Writing in an open-ed piece for the New York Times, she said that these "magnificent, cuddly white bears are doing just fine and don't need our protection. If the ice melts, they'll adapt to living on the land."
Given that polar bears have shown little ability to feed on land, scientists were generally unimpressed by her argument.
Gov Palin also opposed the Clean Water Initiative, known as Proposition 4, which was put to the vote in August. This would have reduced the run-off of toxic metals from all mining in Alaska. Less than a week before the vote, she went on TV to state her personal objection to the measure.
She said: "Let me take my governor's hat off for just a minute and tell you personally - Prop 4, I vote no on that." Proposal 4 had been expected to pass. But Alaska's mining industry used the Palin sound bite in a big advertising push, causing the bill to be defeated.
Critics said that Gov Palin's statements were highly unethical, and a legal complaint was filed against the state for improperly taking sides on the measure, which is illegal. The Alaska Public Offices Commission eventually cleared Palin, saying she made it clear it was a personal opinion
Like many in Alaska, Gov Palin is a keen hunter. Rifle in hand, she's bagged everything from moose and caribou to elk and grizzly bear. Environmentalists, however, believe she has abused her position to benefit the hunting community.
In March, under Palin, the Alaskan Board of Game authorised the shooting of wolves from helicopters - something which hadn't been done for twenty years.
This led to the killing of 14 wolf pups in a remote peninsula, some 800 miles south west of Anchorage. First their mothers were killed from the air, then the orphaned pups were discovered in their dens and were dragged out and shot.
Environmentalist claim the killings were illegal and were done as part of an initiative to boost caribou populations for the benefit of hunters.
State officials, however, insist the shootings were humanitarian, saying the pups would have suffered and died without the care of their parents.
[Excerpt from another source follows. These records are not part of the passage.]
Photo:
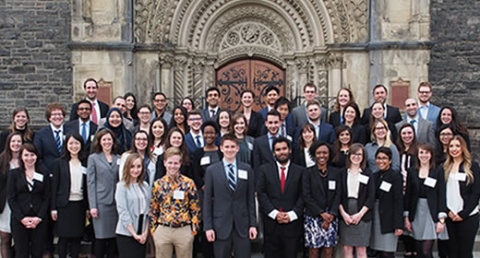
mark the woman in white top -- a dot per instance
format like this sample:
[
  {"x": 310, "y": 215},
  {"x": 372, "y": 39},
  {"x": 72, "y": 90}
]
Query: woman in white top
[
  {"x": 68, "y": 203},
  {"x": 132, "y": 198},
  {"x": 462, "y": 176}
]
The assault on wolves didn't end there. Last year, Palin put up a $150 bounty on wolf paws to encourage hunters to kill more of the creatures. She also spent $400,000 of public money to defeat a proposed ban on the aerial hunting of wolves for sport.
Predictably, Palin is skeptical that man is to blame for climate change, although she does accept that dealing with it has to be part of any future government's political agenda.
"Whether it's entirely, wholly caused by man's activities or is part of the cyclical nature of our planet, the warming and cooling trends - regardless of that, John McCain and I agree that we've got to do something about it," she told ABC News in early September during her first mainstream interview after being chosen as vice presidential nominee.
Previously, though, in an interview with NewsMax.com, she said: "I'm not one though who would attribute [climate change] to being man made."
Many consider this to be her true stance on the environment and say she watered it down after becoming nominated to be in accord with McCain's stance, which accepts that man had something to do with the current state of the climate.
Chris Mooney, author of The Republican War On Science, is aghast at the sheer irony of a climate change denier being based in Alaska. "[Alaska] is warming faster than practically anywhere else, with winter temperatures up by 6ºF since 1950," he says.
"Visitors to Alaska can see the evidence all around, from drunken forests of semi-fallen trees and sunken roads, all unseated by the melting of the permafrost, to unprecedented forest fires."